Concept | Computation engines¶
Computation has a cost. In Dataiku, there are computation strategies that help with reducing this cost. Dataiku can perform the computation using the DSS engine or push down the computation to external engines. Dataiku acts as an orchestrator of your connections’ engines, delegating the computation to these connections when possible.

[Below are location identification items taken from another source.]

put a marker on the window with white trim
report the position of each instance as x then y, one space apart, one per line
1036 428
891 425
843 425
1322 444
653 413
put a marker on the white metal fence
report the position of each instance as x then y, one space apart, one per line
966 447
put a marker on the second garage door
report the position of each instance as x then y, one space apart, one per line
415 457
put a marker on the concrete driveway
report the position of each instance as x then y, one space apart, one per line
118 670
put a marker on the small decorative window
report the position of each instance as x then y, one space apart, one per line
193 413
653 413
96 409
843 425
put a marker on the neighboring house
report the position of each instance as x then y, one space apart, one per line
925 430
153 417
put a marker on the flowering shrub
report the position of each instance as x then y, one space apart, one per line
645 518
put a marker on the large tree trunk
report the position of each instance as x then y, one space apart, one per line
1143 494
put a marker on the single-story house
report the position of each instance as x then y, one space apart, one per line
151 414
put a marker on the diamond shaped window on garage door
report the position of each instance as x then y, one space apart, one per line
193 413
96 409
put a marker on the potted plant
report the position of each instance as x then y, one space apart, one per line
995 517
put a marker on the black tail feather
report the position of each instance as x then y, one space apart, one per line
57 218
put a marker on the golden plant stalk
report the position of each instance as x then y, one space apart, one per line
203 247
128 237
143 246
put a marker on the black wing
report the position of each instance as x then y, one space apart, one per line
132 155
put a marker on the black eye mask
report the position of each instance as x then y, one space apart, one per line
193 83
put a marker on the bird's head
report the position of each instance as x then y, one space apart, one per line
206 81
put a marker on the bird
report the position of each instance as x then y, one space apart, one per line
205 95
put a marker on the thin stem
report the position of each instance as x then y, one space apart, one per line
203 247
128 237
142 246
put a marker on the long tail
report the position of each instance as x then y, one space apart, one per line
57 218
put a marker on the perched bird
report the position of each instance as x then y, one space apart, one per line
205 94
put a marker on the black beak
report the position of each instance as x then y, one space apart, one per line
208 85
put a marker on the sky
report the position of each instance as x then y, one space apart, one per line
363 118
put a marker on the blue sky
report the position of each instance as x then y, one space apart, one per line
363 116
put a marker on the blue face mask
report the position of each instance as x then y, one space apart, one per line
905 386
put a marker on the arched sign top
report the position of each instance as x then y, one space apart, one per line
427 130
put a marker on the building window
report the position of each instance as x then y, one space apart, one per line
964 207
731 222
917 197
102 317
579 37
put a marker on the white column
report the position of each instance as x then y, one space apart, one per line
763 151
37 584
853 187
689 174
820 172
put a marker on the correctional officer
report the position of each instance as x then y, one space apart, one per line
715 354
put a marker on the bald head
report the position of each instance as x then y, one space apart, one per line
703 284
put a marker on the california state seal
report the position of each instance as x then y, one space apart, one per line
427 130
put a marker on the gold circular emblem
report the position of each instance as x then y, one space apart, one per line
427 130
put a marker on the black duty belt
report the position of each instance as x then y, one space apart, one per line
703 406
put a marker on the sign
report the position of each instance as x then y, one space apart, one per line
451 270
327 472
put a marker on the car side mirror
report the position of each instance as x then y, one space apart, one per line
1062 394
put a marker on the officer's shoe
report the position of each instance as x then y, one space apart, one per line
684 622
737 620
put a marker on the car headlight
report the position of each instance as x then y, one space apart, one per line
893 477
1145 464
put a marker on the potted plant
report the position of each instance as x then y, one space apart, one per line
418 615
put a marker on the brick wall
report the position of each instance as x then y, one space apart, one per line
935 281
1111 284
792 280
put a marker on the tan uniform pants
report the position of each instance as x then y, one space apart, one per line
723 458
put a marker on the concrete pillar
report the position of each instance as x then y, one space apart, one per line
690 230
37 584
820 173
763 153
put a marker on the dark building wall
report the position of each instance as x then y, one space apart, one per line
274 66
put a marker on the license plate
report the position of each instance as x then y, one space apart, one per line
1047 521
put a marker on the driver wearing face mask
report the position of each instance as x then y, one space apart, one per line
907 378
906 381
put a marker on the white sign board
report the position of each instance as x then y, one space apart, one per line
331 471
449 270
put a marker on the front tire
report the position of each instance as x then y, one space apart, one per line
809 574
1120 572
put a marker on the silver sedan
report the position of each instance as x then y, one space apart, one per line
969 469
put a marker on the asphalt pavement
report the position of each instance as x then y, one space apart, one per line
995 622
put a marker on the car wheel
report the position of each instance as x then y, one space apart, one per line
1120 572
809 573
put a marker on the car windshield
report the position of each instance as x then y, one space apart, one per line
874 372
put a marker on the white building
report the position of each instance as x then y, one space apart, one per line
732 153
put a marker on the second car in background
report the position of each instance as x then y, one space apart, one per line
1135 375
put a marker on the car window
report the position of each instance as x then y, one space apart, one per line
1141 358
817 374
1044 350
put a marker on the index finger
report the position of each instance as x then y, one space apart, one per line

When transforming your dataset, you are actually working with a sample of it. When you are ready to apply transformation steps to the whole dataset, click Run. Dataiku has selected a computation engine that best fits the underlying data storage and the operation you are applying to the dataset.

Recipe engines¶
Computation in Dataiku can take four main forms. To avoid running out of memory when manipulating large datasets, Dataiku recommends offloading the computation to where the data lives. This way you avoid bringing all the data into memory or streaming it through the Dataiku server.
In DSS Engine: in-memory or streamed¶
For in-memory execution, the data are stored in RAM. This strategy is used, for example, to execute Python or R recipes.

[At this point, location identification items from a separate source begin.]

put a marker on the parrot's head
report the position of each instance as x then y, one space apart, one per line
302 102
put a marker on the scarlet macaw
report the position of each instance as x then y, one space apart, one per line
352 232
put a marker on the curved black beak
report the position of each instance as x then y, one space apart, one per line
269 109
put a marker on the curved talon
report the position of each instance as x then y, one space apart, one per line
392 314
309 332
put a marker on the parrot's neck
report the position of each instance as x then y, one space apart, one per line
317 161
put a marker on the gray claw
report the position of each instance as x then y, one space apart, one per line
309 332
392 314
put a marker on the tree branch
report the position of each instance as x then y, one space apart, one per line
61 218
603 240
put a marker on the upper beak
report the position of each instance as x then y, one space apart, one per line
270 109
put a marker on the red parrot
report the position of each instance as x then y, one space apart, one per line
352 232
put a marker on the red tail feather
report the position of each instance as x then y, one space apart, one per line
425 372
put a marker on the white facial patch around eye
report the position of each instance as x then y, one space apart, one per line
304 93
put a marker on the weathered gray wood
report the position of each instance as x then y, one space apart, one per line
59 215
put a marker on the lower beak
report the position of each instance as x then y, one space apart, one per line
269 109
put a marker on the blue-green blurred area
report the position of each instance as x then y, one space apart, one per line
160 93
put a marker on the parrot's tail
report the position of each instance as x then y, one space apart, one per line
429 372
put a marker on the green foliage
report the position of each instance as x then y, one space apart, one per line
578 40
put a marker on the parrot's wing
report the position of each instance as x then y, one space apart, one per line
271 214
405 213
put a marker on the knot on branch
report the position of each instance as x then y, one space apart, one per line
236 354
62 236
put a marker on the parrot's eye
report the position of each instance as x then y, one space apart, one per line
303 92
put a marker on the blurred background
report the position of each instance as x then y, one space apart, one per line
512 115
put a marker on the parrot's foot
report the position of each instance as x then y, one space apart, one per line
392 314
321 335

For streamed execution, Dataiku reads the input dataset as a stream of rows, applies computation to the rows as they arrive, and writes the output datasets row per row.
In-database¶
This strategy is used, for example, to execute SQL queries. The visual recipe is translated into an SQL query, which is then injected, or pushed down, to the SQL server.
On Hadoop/Spark cluster¶
Depending on the engine you choose, the visual recipe is translated into a Hive, Impala, or Spark SQL query, which is then injected, or pushed down, to the Hadoop or Spark cluster.
In Kubernetes/Docker¶
This strategy is also in-memory or streamed but uses container execution through Docker and Kubernetes clusters rather than the Dataiku host server.